Cumulative performance

Source: monthly report of the Fund, as of 31 August 2020

Summary

It is not so easy to buy a good fund. It is important to carefully study the investment style, field, and historical performance of the fund, but the editor still wants to remind you that it is best to choose according to your own asset allocation and risk tolerance. Only in this way can you choose the investment category that best suits you. On the road of investment, Fortune Elephant Wealth grows with everyone.

Disclaimer

Risk and disclaimer: this document is not and should not be regarded as the basis for soliciting, soliciting, inviting, recommending the sale of any investment products or investment decisions, nor should it be interpreted as professional advice. Those who read this document or before making any investment decision should fully understand the risks and the characteristics and consequences of the relevant laws, taxes and accounting, and decide whether the investment is in line with their financial position and investment objectives according to their own circumstances, and whether it can withstand the relevant risks, and should seek appropriate professional advice if necessary.

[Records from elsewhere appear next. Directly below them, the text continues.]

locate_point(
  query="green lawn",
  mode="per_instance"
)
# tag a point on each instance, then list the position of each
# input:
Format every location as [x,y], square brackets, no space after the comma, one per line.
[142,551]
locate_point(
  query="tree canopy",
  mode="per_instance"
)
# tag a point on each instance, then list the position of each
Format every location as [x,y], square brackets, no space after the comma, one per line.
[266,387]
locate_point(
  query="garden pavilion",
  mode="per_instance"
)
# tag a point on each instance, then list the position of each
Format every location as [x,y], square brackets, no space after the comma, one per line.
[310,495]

Investment involves risks, and investors should carefully read the fund information and related documents (including its risk factors). Investors are advised to note that the prices of fund products can rise or fall, and may change substantially within a short period of time. Investors may not be able to get back the amount they have invested in the fund. The past performance of the fund does not predict future performance. If there are similar forward-looking statements in this document, such contents or statements shall not be regarded as guarantees of any future performance, and it should be noted that the actual situation or development may differ materially from such statements.

Those whose investment income is not in Hong Kong dollars or US dollars are subject to the risk of exchange rate fluctuations.

Risk Tip: the views of the authors or guests shown above have their own specific positions, and investment decisions should be based on independent thinking. Futu will try its best but cannot guarantee the accuracy and reliability of the above content, and will not bear any loss or damage caused by any inaccuracy or omission.

The translation is provided by third-party software.


The above content is for informational or educational purposes only and does not constitute any investment advice related to Futu. Although we strive to ensure the truthfulness, accuracy, and originality of all such content, we cannot guarantee it.